With tens of thousands of people crammed into a narrow alleyway – and police and crowd control measures nowhere in sight – eye-witnesses have described how partygoers became trapped, crushed and suffocated in a human surge.
"I wish we could have protected them," 69-year-old Song told AFP, as she wiped her eyes with a handkerchief.
"I feel guilty – we have let the young people down."
Around Song at the altar set up in central Seoul were mourners in various states of distress. Many sobbed as they placed a flower down, with some in office suits – coming to pay their respects during their lunch break – queuing for their turn.
"I cried all night for the poor young people we lost. They were so young, in the prime of their life," said 71-year-old Park Sun-ja, whose eyes were raw and swollen behind sunglasses.
"It is such a loss for our country," she told AFP.
The youngest of the victims were schoolchildren, South Korea's education ministry confirmed Monday, but most were young women in their 20s.
"The victims were young. I'm a similar age and I'm just devastated by what happened," 19-year-old student Hwang Gyu-hyeon told AFP.
"I can't believe this accident happened despite the signs that were clear beforehand," she said. "Nothing was done to prepare for this crowd."
- 'This would not have happened' -
There is growing criticism in media and online over failures in policing and crowd control at the Halloween event. The government has defended the level of police deployment.
But many mourners at the memorial altar laid the blame squarely on the authorities and the lack of crowd control measures.
"If only there had been more police officers to keep order, this would not have happened," Song said angrily.
The 154 victims included people from more than a dozen different countries, from Australia to Vietnam.
Japanese businesswoman Chi Naomi, 46, said the death of two of her compatriots had brought the disaster home for her.
"It doesn't feel like someone else's tragedy," she said, adding that in Japan, young people also enjoyed Halloween celebrations, but authorities made sure they were safe.
"I wonder why there wasn't proper control in Itaewon on that day," she said.
"I've been to the site myself, and it is such a small alley. They could have taken so many steps, like making the alley a one-way or limiting the number of people there. I don't understand why these steps weren't taken."

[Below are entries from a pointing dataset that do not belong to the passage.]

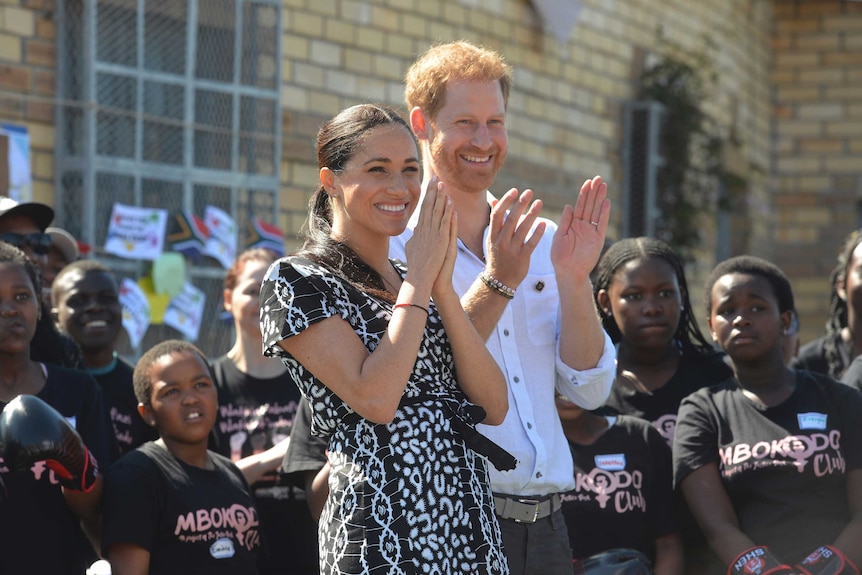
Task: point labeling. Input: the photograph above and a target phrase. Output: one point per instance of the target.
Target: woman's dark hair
(753, 266)
(9, 254)
(837, 319)
(338, 140)
(253, 254)
(141, 377)
(687, 333)
(48, 345)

At a second official memorial in Noksapyeong, near Seoul's new government offices, a group of policemen came to pay tribute to the victims, many looking visibly moved as they laid white flowers on the altar.
Wearing yellow jackets, a group of families linked to South Korea's 2014 Sewol ferry disaster, in which 304 people – mostly schoolchildren – died, also came to the Noksapyeong memorial to pay their respects, weeping as they laid flowers at the altar.
- 'Just too much' -
At a makeshift memorial close to the narrow, three-meter-wide (10 feet) alleyway at the epicenter of the disaster, Buddhist monks chanted prayers for the dead.

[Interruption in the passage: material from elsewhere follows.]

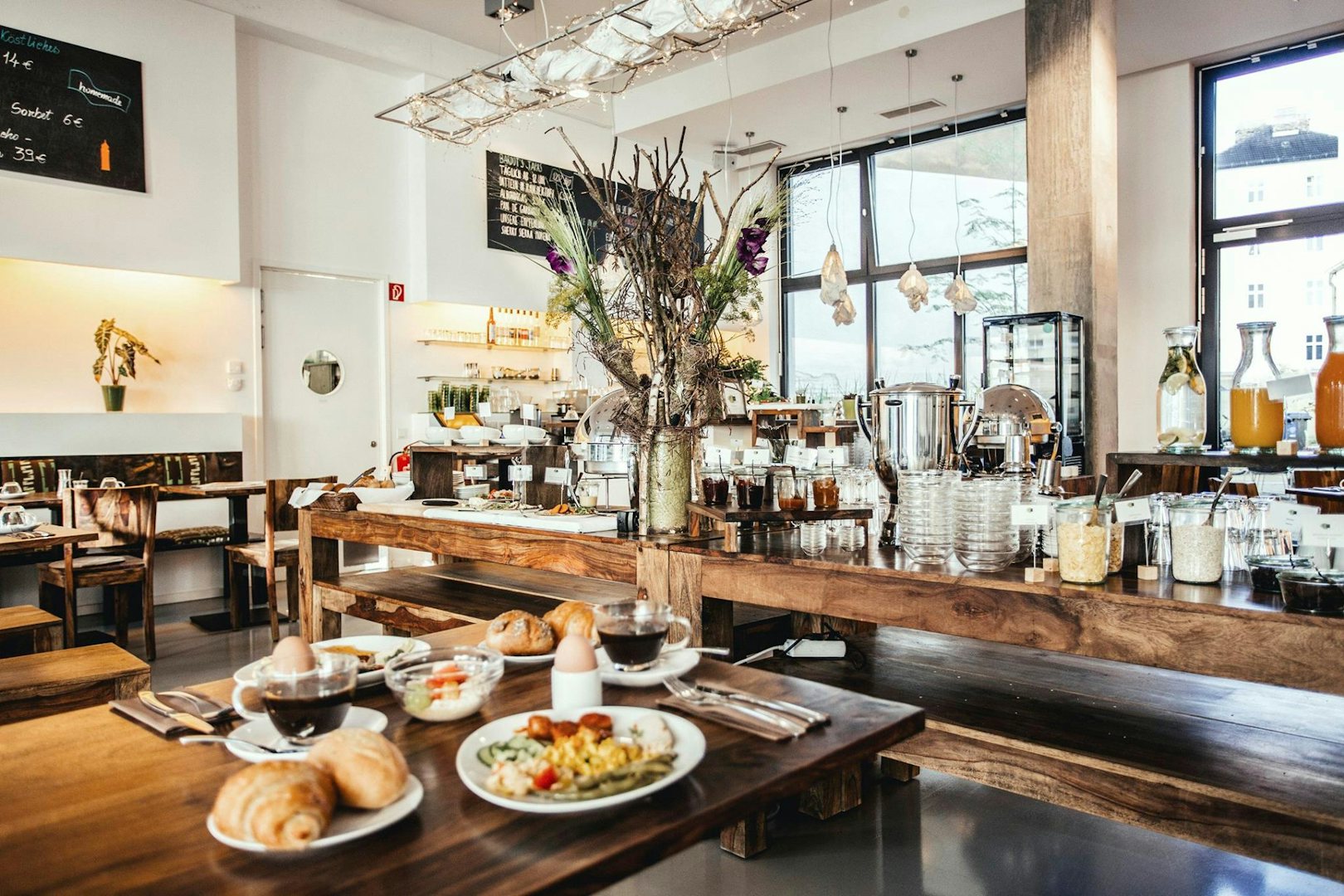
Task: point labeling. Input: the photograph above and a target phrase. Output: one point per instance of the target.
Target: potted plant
(117, 353)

Friends hugged and comforted each other while they added their flowers and other tributes to the growing pile at the scene, which soon took up much of the sidewalk.

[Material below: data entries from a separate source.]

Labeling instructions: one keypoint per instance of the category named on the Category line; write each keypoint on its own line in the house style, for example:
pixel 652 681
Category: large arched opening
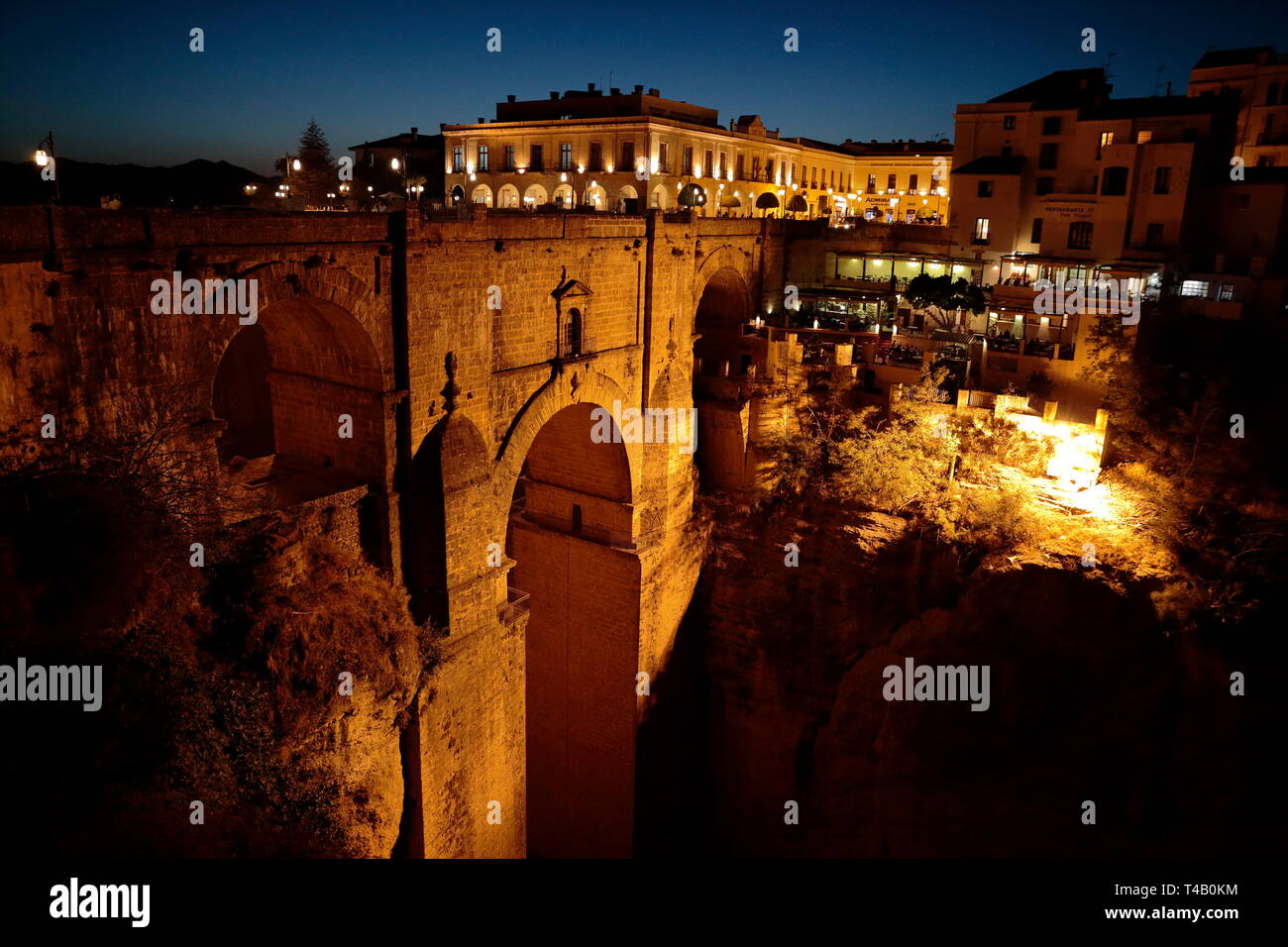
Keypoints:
pixel 571 536
pixel 300 395
pixel 724 357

British tourist Robyn Lindsay told AFP that she and her friends were at the Itaewon Halloween event on Saturday night.
"But we left before it got too crazy because it was just too much," she said, adding that they managed to get out and head home before the disaster.
"We were very, very lucky," Lindsay said, wiping away tears as she paid her respects at the street-side shrine. "We are just thinking about all the victims and their families."